『カグチ』
僕と虹川さんは下層に入り、出会う人達に話を聞いて長老さんから教えて貰った『カグチ』という人を探していた。
その中の一人が
「ああ、カグチさんね。
さっき向こうでケンカしてたよ。
まぁ、どっちが悪いって言えないところに問題があるんだけどね。」
「ありがとうございます。行ってみます。」
僕がそう言って頭を下げると虹川さんが小声で
「ゼウスなんだから簡単に頭を下げるのもどうかと思うよ?」
「そうかな?お礼のひとつもまともにできないような人が上司だったら僕はいやだけど?」
虹川さんもそう思ったのか、教えてくれた人に頭を下げた。
僕ももう一度頭を下げてから教えて貰った方に歩き出した。下層の人達はゼウスにあまり良いとは言えない印象を持っているから聞かれない限り、ゼウスだと名乗らない方がいいとミナモさんが言っていたので、教えてくれた人も訳がわからないと言った顔で僕達を見送った。
少し離れた場所に人垣ができている。
ゆっくりと近づくと荒っぽい怒鳴り声とそれに冷静な声で答える声が聞こえてきた。
人垣の隙間から覗くと身なりの整った人がチンピラのような人に胸ぐらを捕まれている。近づいた分だけ話の内容が聞こえてきた。身なりの整った人が冷静な声で
「だから、何度言われようとあなた方の要求を通すことはできません。お引き取り下さい。」
チンピラに因縁をつけられたから軽くあしらっているといった感じに見えた。派閥のリーダーならこれくらいの事は日常的に起きているのかもしれないなとお思い見ていると、
「おまえじゃあ、話にならねぇーんだよ。
もっと上の奴を連れてこい!」
チンピラのような人が怒鳴り声をあげて、胸ぐらをつかんでいる手に力を入れた。
「まったく、これだから嫌なんですよ。
何でも力任せにすれば要求が通ると思ってる。
もっと大人になられた方が良いですよ。」
身なりの整った人が言った。チンピラのような人は拳を振り上げて殴ろうとしたので、僕は声をかけた。
「カグチさん。」
人垣が僕の方に振り返る。皆の視線を集めてしまったことはミスだったと思ったが続けて、
「中間層の長老さんからあなたにあった方が良いと言われてきた天野星と言います。」
身なりの整った方の人が、
「ああ、良かったですね。
あなたの言ってる『上の奴』が来ましたよ、カグチさん。」
チンピラのような人が怪訝そうな顔で
「あん?どういう意味だ?」
「そのまんまの意味ですよ、それでは天野様あとはお任せしますね。」
身なりの整った人は面倒事を押し付ける相手を見つけたといった感じで立ち去っていった。

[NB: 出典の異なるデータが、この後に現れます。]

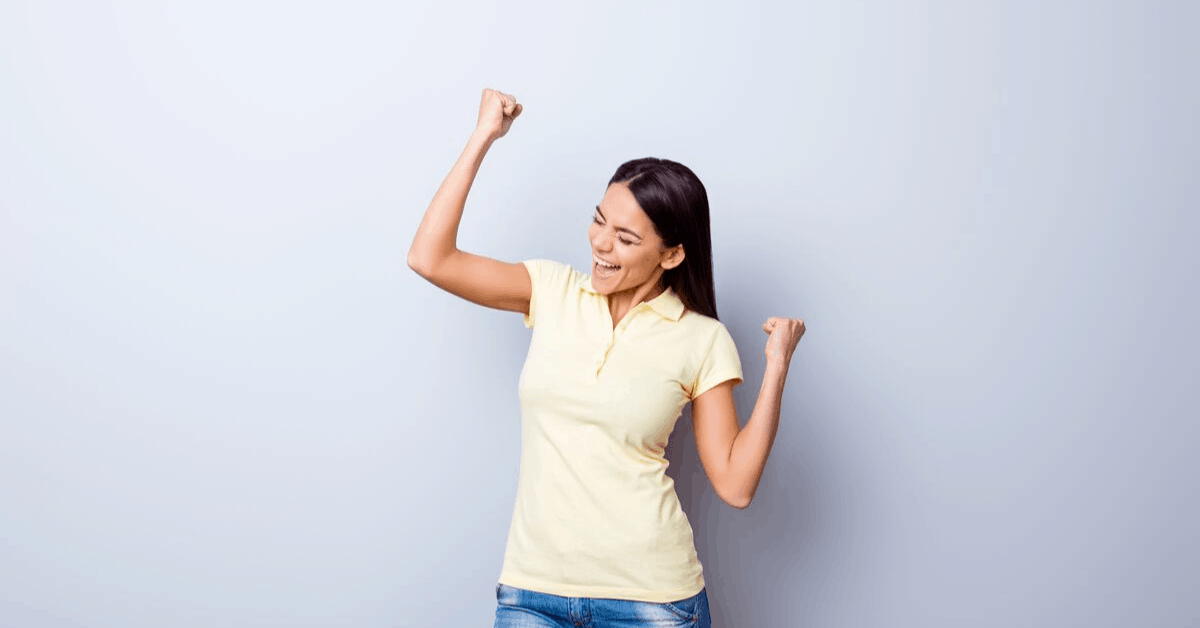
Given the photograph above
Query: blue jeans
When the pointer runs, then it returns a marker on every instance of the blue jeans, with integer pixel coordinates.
(521, 608)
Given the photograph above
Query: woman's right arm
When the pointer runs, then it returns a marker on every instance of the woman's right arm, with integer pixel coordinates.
(435, 252)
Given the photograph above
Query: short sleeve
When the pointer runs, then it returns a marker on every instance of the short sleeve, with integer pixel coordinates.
(721, 363)
(547, 277)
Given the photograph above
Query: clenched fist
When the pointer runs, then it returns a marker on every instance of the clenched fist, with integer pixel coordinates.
(496, 113)
(784, 335)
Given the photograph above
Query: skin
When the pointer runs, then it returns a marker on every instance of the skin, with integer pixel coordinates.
(643, 257)
(732, 456)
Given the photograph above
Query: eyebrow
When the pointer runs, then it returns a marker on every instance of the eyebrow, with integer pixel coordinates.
(631, 232)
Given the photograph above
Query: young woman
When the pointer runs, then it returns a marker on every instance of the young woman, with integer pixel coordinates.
(598, 538)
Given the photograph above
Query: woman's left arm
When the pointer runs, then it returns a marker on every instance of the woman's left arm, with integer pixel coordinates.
(753, 443)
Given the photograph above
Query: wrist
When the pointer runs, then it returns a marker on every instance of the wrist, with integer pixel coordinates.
(483, 136)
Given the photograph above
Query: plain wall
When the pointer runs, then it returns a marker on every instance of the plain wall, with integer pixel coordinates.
(225, 399)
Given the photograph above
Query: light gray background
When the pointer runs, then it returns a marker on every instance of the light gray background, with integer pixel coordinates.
(227, 401)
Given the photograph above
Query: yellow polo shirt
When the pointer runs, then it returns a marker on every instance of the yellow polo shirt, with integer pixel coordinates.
(595, 513)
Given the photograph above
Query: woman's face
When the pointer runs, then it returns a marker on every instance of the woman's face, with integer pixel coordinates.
(623, 234)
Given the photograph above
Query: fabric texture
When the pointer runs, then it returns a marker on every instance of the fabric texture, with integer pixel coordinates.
(595, 513)
(519, 608)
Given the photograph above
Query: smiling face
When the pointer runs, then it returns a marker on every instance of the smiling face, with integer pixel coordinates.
(623, 234)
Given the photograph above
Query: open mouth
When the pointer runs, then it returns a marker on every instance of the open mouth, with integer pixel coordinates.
(603, 270)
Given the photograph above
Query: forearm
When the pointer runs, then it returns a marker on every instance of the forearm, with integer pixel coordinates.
(754, 441)
(438, 234)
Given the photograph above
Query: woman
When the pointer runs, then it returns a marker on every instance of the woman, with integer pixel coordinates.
(598, 537)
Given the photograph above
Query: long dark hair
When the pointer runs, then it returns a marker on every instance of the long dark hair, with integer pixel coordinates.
(676, 202)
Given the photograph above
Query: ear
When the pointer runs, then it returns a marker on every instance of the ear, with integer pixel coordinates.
(672, 257)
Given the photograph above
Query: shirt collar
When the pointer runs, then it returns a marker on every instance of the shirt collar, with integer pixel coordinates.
(666, 304)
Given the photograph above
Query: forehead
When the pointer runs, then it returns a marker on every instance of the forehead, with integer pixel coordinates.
(621, 205)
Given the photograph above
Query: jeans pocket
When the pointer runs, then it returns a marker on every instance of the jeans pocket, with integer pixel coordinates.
(684, 609)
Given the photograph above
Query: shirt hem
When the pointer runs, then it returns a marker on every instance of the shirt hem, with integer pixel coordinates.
(581, 591)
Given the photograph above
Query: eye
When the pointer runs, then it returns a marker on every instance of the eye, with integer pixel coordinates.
(630, 243)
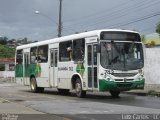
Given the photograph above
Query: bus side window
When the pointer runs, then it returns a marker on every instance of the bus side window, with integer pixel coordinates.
(65, 51)
(33, 55)
(19, 57)
(42, 54)
(78, 49)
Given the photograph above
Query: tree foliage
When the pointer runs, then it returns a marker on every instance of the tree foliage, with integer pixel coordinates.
(6, 52)
(158, 29)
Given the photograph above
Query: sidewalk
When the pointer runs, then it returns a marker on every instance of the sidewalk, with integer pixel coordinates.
(14, 108)
(150, 89)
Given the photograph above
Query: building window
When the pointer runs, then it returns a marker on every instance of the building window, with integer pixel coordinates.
(65, 51)
(19, 57)
(78, 49)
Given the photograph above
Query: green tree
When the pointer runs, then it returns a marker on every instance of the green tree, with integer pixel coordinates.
(6, 52)
(158, 29)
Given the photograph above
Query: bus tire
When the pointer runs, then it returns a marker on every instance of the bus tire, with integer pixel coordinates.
(78, 88)
(34, 88)
(114, 93)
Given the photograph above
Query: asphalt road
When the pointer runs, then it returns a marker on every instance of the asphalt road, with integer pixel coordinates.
(96, 106)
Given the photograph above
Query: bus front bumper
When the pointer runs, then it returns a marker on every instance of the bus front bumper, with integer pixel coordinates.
(120, 86)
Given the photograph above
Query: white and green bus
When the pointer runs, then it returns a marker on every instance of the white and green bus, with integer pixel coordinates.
(101, 60)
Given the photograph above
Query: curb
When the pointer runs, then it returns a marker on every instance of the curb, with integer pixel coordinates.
(142, 93)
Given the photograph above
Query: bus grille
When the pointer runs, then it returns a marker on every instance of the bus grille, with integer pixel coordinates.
(124, 85)
(124, 74)
(121, 80)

僕達はカグチさんだと思っていた人が立ち去り、ポカンとしているとチンピラに見えていたカグチさんが
「で?俺に何のようだ?
ていうか、お前は何者だよ?」
カグチさんの後ろから人が近づき、カグチさんに
「カグチさん、こいつはあれですよ。
新しいゼウスですよ、天野って名前のガキがなったって聞きましたから。」
「ああん?そうなのか?」
カグチさんが僕を睨み付けて、僕を観察するように見てから、
「それで?何で俺に会いに来たんだ?
それともあのバカにしてた要求を何とかしてくれに来たのか?」
「その要求ってなんですか?
あの人も初めて見た人なのでよくわからないんですけど………?」
「まぁ、そうだろうな。
でも…………ゼウスならできることもあるかもしれないな。
まぁ、利用価値はありそうだ。
よし、立ち話もなんだからついて来い。」
カグチさんは僕らに有無を言わせず歩き出したので仕方なく追いかけた。